From the 1750s Johnson began producing books of designs, in a wild rococo style, the first of these being "Twelve Girandoles" in 1755, a small publication printed on four sheets and sold for 2s. Despite the considerable amount of competition around in the rococo design book field of the time, most notably Chippendale's "The Gentleman and Cabinet Maker's Director", published in 1754, Johnson appears to have met with some success for from 1756 until 1758 he followed up with monthly instalments of some new designs, gathered together in book form in 1758, the "Collection of Designs". 1760 saw the Johnson oeuvre increase with the addition of "A New Book of Ornaments", of which little has survived, and in 1762 there was a reprint of the sold-out "Collection of Designs", this time entitled " One Hundred and Fifty New Designs".
Johnson is exclusively known for producing designs of the type known as "carvers' pieces". That is, his designs include nothing for seat or case furniture, and are restricted to very decorative kinds of furniture such as girandoles, mirror frames, side and console tables, and candlestands.
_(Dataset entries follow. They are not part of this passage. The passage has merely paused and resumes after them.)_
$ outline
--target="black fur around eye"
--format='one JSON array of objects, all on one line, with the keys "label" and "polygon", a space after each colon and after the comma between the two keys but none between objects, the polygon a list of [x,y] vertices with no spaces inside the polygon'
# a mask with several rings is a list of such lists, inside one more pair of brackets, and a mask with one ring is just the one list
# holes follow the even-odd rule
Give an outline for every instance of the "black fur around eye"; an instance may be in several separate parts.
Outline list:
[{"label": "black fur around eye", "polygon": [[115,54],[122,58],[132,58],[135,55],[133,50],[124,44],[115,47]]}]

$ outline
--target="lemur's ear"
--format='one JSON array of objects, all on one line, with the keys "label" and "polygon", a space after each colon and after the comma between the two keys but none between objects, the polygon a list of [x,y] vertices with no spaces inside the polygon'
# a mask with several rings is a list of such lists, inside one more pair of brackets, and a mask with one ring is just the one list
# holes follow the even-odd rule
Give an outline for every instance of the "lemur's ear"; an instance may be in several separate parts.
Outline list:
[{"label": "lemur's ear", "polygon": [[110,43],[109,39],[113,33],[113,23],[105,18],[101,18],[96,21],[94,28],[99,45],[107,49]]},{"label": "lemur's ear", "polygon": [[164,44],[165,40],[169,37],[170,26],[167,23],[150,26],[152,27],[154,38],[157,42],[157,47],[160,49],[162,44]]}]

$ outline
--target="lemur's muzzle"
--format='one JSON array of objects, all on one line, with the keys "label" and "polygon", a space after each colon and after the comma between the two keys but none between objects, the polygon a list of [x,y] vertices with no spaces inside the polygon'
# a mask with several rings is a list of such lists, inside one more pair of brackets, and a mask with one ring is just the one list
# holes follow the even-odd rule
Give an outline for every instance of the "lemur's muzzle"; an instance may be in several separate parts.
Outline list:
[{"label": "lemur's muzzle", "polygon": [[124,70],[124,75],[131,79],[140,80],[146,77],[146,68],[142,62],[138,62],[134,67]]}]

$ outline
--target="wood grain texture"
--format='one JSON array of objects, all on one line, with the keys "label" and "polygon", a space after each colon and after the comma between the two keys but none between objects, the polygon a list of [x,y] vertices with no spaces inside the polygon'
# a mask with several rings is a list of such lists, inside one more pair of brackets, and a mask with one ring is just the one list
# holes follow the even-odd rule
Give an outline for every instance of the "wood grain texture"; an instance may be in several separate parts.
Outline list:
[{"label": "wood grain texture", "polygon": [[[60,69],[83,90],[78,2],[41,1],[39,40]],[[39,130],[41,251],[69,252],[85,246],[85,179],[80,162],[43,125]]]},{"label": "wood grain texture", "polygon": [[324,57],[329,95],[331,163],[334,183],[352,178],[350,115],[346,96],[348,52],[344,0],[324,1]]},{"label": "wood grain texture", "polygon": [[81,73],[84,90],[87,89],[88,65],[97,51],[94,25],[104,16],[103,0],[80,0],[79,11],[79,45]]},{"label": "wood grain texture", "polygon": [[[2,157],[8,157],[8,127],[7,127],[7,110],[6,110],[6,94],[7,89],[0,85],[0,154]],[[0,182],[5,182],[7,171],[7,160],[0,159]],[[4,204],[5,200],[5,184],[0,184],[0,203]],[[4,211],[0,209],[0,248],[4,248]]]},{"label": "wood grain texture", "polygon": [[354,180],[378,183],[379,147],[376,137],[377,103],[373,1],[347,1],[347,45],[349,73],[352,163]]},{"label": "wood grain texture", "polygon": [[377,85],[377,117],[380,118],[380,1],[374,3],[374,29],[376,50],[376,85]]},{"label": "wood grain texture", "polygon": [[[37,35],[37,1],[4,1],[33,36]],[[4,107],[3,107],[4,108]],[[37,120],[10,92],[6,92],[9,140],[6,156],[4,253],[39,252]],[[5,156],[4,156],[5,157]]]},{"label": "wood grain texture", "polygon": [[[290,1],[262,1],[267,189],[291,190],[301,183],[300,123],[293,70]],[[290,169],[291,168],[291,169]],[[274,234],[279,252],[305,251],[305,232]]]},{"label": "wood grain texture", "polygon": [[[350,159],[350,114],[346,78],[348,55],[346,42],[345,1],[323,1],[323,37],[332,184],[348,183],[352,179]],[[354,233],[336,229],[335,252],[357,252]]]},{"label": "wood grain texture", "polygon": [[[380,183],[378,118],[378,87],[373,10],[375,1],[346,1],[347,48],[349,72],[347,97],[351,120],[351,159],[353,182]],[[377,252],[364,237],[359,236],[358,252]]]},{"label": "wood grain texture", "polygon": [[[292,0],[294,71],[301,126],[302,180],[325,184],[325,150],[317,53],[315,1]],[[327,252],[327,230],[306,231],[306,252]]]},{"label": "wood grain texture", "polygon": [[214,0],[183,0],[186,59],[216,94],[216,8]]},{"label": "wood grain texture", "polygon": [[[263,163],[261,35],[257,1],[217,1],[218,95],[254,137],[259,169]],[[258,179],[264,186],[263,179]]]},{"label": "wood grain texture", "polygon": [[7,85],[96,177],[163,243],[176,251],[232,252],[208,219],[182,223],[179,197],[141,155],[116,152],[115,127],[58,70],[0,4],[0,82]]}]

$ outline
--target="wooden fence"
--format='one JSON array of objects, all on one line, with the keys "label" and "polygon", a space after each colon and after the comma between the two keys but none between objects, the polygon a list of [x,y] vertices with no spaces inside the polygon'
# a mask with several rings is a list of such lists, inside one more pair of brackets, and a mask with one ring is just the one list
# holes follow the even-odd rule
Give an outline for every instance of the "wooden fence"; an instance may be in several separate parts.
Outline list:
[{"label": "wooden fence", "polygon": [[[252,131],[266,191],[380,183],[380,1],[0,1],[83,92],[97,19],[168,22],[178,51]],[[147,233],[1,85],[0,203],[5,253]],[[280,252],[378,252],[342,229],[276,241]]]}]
Pieces such as this, with little practical purpose and hence little restriction on form and shape, etc, allow the designer to indulge his whims and fancies, to produce imaginative and experimental furniture, if he has the desire.
Johnson certainly had this desire. His furniture designs are of a fairly peculiar kind and despite his vociferous hatred of France (he was a member of the Anti-gallican Association, an informal group founded to "oppose the insidious arts of the French nation") his designs owe a considerable debt to that country of high fashion and stylishness, the home of Rococo furniture.
An uncharitable mind might have the thought that Johnson's dislike of the French was inspired by some sort of jealousy because when all is said and done his work rather pales in comparison to that of the great workers in the rococo style across the water. His figures of carved animals are taken wholesale from Francis Barlow's illustrations of "Aesop", and they are without a certain completeness, convincingness and poise. Often they seem a rather chaotic clash of forms; curves don't run smoothly into each other but instead collide, their rough outlines seem ready to burst out of the page rather than sit comfortably with the body of the design. His depictions of "Chinamen" lack what we expect of the oriental and instead come off as timid rustics.
This side table design has a group of figures representing Aesop's fable of the bear and the travellers. See enlarged picture.
For some Johnson's designs seem impossibly intricate and detailed such as they could never have been realised in the mundane form of wood. However it seems there was actually a surprisingly large amount of furniture that was almost certainly made from Thomas Johnson engravings. Some of these antique examples can be seen at Hagley Hall in Worcestershire, UK.
Whether Johnson himself, or assistants at his workshops, ever physically produced furniture according to his designs is not known. What is known was that Johnson was quite content for others to copy them, indeed he states in "Collection of Designs" :
Tho these designs were meant as assistants to young artists, yet I hope I shall not incur the censure of any superior genius, by declaring them of use to all: and when honoured by the hand of the skilful workman, that shall think proper to put them in execution, I flatter myself they will give some entire satisfaction. ....... The designs in this collection, tho upwards of 150, may be all performed by a master of his art: this I again assert with greater confidence, as I am well satisfied they can be executed by myself.
Thomas Johnson most likely worked for firms of upholsterers rather than directly with private patrons, and he seems to have been most interested in his effect on the work of real furniture makers, something that distinguishes him from his more illustrious contemporary Thomas Chippendale.